Di Kecamatan Wetar Timur hanya ada lima SD yang tergabung menjadi satu
gugus yaitu SD Inpres Arwala yang bertempat di kota kecamatan, SD Kahilin, SD
Kristen Tomliapat, SD Kristen Moning. SMP hanya ada di desa Ilway yang
bersebelahan dengan Desa Arwala. SMA juga hanya ada di Desa Arwala yaitu SMA
N Arwala. Dari satuan pendidikan tersebut maka, beberapa siswa yang ingin
melanjutkan pendidikan tingkat selanjutnya yaitu SMP atau SMA yang lebih baik,
mereka harus bersekolah di pulau Kisar atau di Kota Tiakur Pulau Moa di pusat
pemerintah daerah. Jarak dari Kecamatan Wetar Timur ke Pulau Kisar dan Pulau
Moa dengan menggunakan kapal yaitu 6-12 jam perjalanan.

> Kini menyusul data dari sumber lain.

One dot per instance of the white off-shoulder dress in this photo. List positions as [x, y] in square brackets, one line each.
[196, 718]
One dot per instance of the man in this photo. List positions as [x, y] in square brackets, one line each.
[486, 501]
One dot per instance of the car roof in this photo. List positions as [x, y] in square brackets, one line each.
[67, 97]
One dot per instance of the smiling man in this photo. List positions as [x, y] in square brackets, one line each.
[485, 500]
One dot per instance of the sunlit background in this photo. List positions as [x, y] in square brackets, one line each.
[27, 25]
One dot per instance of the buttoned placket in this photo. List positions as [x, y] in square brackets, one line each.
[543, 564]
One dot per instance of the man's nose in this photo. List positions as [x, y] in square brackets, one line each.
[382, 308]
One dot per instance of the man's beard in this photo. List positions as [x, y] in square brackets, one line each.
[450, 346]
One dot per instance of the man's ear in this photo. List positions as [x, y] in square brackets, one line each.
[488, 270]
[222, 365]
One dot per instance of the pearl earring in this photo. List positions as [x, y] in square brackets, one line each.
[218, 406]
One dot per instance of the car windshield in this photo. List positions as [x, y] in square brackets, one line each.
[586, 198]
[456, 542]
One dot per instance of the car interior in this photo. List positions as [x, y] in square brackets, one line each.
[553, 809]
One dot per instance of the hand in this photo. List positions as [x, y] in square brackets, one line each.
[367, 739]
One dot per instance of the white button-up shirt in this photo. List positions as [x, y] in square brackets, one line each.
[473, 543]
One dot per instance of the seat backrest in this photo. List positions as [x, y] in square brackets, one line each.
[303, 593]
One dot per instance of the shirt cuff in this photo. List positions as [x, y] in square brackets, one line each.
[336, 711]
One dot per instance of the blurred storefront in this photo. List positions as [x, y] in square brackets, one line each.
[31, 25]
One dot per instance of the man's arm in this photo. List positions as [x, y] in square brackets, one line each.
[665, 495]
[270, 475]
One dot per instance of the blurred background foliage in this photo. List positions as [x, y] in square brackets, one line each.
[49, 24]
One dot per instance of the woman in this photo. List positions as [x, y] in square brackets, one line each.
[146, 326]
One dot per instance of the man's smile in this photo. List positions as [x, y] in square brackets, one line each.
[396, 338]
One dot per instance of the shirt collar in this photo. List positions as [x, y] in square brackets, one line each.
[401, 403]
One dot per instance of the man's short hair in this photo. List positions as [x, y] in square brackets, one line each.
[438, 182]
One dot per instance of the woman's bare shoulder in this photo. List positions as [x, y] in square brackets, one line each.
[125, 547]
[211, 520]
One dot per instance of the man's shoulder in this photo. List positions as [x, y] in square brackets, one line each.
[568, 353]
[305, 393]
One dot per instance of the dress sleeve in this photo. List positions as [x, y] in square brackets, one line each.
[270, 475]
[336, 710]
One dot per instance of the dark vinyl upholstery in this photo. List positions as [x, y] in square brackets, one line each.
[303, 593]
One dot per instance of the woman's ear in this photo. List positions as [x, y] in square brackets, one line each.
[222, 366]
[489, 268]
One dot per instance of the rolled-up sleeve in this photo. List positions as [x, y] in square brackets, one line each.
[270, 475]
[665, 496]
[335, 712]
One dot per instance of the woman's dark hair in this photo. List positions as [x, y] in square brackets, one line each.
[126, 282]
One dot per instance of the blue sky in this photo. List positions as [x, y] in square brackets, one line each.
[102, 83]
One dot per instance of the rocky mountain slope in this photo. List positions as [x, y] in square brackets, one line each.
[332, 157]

Apabila mereka tidak
memiliki sanak saudara di Pulau tersebut maka, mereka harus tinggal dengan orang
lain sebagai anak piara. Sebagai anak piara harus patuh dengan segala aturan yang
ada di rumah tersebut. Ini yang terkadang menjadi kendala mereka yang tidak serius
mengikuti pendidikan di Pulau tersebut. Beberapa anak pulang ke kampung (Wetar
Timur) saat libur semester dan tidak mau kembali sekolah, akhirnya mereka putus
sekolah. Namun untuk siswa yang ingin tetap tinggal di Wetar Timur, mereka dapat
melanjutkan pendidikan dari SD menuju ke SMP yang ada di Desa Ilway dan SMA
yang ada di Desa Arwala dengan jumlah guru yang sangat memperihatinkan, yaitu
satu atau dua guru saja. Inilah kondisi pendidikan ke Kecamatan Wetar Timur.